14

I am having some troubles with MongoDB and space usage. In particular, I once used to have a large collection of about 600 million records totaling 110+ GB on disk. Recently I decided to drop it because the data was outdated, to do so I dropped the collection through rockmongo's web interface. Accordingly, rockmongo doesn't show me the collection anymore, however my disk usage hasn't changed at all.

Is there any clean operation which I am not aware of, which must be run in order to synchronize the database with database files on disk?

I have tried to perform a "repair" but the system complains that there's not enough space on disk ... that's because it is all used by MongoDB.

user9517
  • 114,104
  • 20
  • 206
  • 289
tunnuz
  • 427
  • 2
  • 5
  • 10

4 Answers4

21

As with most database systems, the database files does not shrink when you delete data, the data is just removed/marked as deleted, and the space is reused.

You'll need to run db.repairDatabase() to compact space as noted here

nos
  • 2,368
  • 3
  • 20
  • 24
  • 2
    Hard disk space was too low to do that. However I solved this way: `mongodump`, `oldDatabase.dropDatabase()`, `mongorestore --db newDatabase dump/oldDatabase`. – tunnuz May 12 '11 at 13:43
7

While the above mongodump/drop/mongorestore approach will work fine from a technical perspective, it will require you to take the database offline while you do so, which would be a service-affecting event.

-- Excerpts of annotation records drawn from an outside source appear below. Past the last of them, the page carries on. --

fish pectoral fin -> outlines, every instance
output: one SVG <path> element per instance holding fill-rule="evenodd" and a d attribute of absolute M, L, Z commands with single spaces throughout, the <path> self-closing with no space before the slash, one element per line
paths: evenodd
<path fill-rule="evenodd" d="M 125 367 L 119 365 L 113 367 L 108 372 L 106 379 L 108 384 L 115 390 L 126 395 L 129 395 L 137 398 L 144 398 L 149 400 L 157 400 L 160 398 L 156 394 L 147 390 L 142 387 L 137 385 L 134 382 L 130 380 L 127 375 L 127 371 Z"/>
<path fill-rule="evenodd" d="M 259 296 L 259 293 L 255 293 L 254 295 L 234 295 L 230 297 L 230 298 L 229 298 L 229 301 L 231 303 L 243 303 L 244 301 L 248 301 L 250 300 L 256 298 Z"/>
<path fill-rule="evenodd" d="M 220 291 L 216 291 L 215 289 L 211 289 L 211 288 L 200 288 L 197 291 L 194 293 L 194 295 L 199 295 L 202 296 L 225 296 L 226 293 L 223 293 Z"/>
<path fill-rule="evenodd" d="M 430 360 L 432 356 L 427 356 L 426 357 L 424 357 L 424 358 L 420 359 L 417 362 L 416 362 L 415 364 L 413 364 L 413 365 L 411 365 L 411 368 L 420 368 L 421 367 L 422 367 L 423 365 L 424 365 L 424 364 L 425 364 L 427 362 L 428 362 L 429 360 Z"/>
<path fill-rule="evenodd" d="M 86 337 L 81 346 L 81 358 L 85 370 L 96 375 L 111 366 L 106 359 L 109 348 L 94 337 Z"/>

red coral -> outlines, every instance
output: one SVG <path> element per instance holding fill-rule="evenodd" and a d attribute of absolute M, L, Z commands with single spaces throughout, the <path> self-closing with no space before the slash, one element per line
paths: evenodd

If you would like do this without downtime AND if you are using MongoDB Replica Sets[1], you could do so like this:

  1. Select a member and stop the MongoDB there (service mongodb stop). If this was the PRIMARY, wait for another member to be elected the PRIMARY.
  2. Remove the data files on this member (cd /var/lib/mongodb; rm *).
  3. Restart MongoDB service again (service mongodb start).
  4. Wait for the member to resync to the PRIMARY (rs.status()).
  5. This will rebuild only the required (smaller) data files.

Then repeat the above steps for each of the other members in the Replica Set.

[1] https://docs.mongodb.org/manual/tutorial/deploy-replica-set)

James Mernin
  • 71
  • 1
  • 1
0

In order to reclaim disk in newer versions of MongoDB, rather than using repairDatabase you should use compact which rewrites and defragments all data and indexes in a collection.

The WiredTiger storage engine maintains lists of empty records in data files as it deletes documents. This space can be reused by WiredTiger, but will not be returned to the operating system unless under very specific circumstances.

The amount of empty space available for reuse by WiredTiger is reflected in the output of db.collection.stats() under the heading wiredTiger.block-manager.file bytes available for reuse.

To allow the WiredTiger storage engine to release this empty space to the operating system, you can de-fragment your data file. This can be achieved using the compact command. For more information on its behavior and other considerations, see compact.

Before Mongo 4.4, running compact will block all operations on the database. Starting from 4.4, it will only block collection drop and index creation/deletion.

Note to always do backups before running these kind of commands.

Preview
  • 105
  • 4
0

According to this FAQ https://docs.mongodb.com/manual/faq/storage/#faq-disk-size

the only single way is to do the following:

  • setup fresh & empty replica
  • sync it with master
  • set it as master
Rubycon
  • 101
  • 2